Itching and pain at the injection site, fatigue, lymph node pain, headache, malaise and myalgia have been reported by the majority of people who have received the vaccine.2There is a risk of cardiac events (including fatalities) with this vaccine. In clinical trials, there were ten cases of suspected myocarditis out of 2983 people. All of these events were in vaccinia-nave people and occurred between 9 and 20 days after vaccination. The risk of cardiac problems may be increased in people with heart conditions such as previous myocardial infarction, angina, congestive heart failure, cardiomyopathy, chest pain or shortness of breath during activity, and stroke or transient ischaemic attack. Similarly, people with at least three of the following risk factors for ischaemic coronary disease high blood pressure, elevated cholesterol, diabetes, first degree relative with a heart condition before the age of 50 and smoking have an increased risk of cardiac events with the vaccine.
Because live virus particles are shed from the pustule that forms after vaccination, infections can spread to other parts of the body. Accidental eye infections have been reported with the vaccine and may result in complications including keratitis, corneal scarring and blindness. People using corticosteroid eye drops are at increased risk of this. People with skin disorders, particularly eczema, have a higher risk of developing eczema vaccinatum.
The vaccine is contraindicated in individuals with severe immunodeficiency, such as people with cancer, HIV/AIDS or cellular or humoral immune deficiency, or those receiving immunosuppressive drugs, radiation therapy or alkylating agents. The vaccine is also not recommended for pregnant women because of the risk of fetal death, or in infants under one year. After vaccination, contact with individuals who have a high risk of complications should be avoided.
To prevent the spread of the vaccinia virus, patients should keep the injection-site wound covered until it heals, wash their hands after handling bandages and wash any contaminated clothing or bed sheets separately.
This vaccine may cause false-positives with syphilis testing. Positive results from the rapid plasma reagin (RPR) test should be confirmed by a more specific test such as the fluorescent treponemal antibody-absorbed (FTA) test. Similarly, the vaccine may induce false negative results with the tuberculin skin test so if this test is planned, it should be postponed for one month after smallpox vaccination. Blood and organ donation should be avoided for at least 30 days after vaccination.

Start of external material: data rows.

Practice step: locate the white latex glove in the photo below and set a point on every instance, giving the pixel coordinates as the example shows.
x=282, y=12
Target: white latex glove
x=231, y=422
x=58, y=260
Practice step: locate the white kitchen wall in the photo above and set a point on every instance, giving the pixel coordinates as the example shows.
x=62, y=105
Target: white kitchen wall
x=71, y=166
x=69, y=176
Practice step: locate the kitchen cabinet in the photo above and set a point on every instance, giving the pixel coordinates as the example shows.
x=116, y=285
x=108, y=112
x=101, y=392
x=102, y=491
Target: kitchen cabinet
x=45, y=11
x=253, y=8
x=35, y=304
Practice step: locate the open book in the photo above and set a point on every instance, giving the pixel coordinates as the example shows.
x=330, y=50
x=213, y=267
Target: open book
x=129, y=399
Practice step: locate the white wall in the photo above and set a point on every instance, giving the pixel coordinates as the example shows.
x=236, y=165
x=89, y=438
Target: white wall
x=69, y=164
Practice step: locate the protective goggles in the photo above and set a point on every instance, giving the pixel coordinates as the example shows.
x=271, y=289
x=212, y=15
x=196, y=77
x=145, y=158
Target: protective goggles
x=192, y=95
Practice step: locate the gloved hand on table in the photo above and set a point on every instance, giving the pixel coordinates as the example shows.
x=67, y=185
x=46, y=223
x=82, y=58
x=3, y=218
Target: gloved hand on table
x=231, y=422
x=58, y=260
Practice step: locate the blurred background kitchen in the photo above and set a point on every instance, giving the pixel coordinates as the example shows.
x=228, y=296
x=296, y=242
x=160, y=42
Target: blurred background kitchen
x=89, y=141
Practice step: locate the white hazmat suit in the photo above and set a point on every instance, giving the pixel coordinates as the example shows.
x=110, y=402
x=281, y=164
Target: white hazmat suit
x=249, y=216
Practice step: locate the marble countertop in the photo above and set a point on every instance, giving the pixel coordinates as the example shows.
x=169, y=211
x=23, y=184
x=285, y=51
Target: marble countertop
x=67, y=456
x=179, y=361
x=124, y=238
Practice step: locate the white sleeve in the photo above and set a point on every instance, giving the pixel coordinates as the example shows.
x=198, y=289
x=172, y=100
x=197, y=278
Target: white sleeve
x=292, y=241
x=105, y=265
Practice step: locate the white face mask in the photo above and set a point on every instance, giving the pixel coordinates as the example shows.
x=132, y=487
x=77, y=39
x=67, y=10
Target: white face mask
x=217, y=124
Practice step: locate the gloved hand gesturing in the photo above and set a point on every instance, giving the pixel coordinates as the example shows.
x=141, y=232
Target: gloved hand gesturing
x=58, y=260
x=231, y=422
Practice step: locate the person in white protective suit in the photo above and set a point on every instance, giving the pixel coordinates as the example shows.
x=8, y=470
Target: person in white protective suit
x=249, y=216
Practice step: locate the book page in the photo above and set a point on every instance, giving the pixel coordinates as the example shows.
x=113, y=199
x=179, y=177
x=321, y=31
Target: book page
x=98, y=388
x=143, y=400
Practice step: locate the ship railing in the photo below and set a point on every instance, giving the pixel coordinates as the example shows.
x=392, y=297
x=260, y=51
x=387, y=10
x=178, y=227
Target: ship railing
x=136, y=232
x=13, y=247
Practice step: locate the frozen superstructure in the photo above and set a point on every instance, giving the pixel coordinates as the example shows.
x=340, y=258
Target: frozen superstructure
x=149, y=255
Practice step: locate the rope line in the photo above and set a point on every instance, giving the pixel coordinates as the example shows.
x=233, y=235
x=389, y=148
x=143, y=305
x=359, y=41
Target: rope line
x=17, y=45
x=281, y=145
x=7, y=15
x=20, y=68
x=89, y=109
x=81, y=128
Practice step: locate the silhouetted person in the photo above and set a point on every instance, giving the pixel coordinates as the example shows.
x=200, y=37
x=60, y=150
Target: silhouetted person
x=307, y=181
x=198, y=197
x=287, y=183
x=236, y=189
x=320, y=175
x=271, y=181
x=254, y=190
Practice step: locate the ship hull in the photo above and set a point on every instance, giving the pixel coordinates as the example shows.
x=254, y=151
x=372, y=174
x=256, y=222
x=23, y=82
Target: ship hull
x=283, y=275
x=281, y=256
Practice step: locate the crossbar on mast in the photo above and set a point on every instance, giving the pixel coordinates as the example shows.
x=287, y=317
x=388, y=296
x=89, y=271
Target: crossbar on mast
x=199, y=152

This vaccine appears to be effective in inducing a cutaneous immune response similar to that seen with the older calf-derived vaccine, but antibody titres seem to be lower. There are some concerns about the cardiac safety of this vaccine.
Manufacturer provided the clinical evaluation
The Transparency Score ( ) is explained in New drugs: transparency', Vol 37 No 1, Aust Prescr 2014;37:27.
At the time the comment was prepared, information about this drug was available on the web site of the Food and Drug Administration in the USA (www.fda.gov).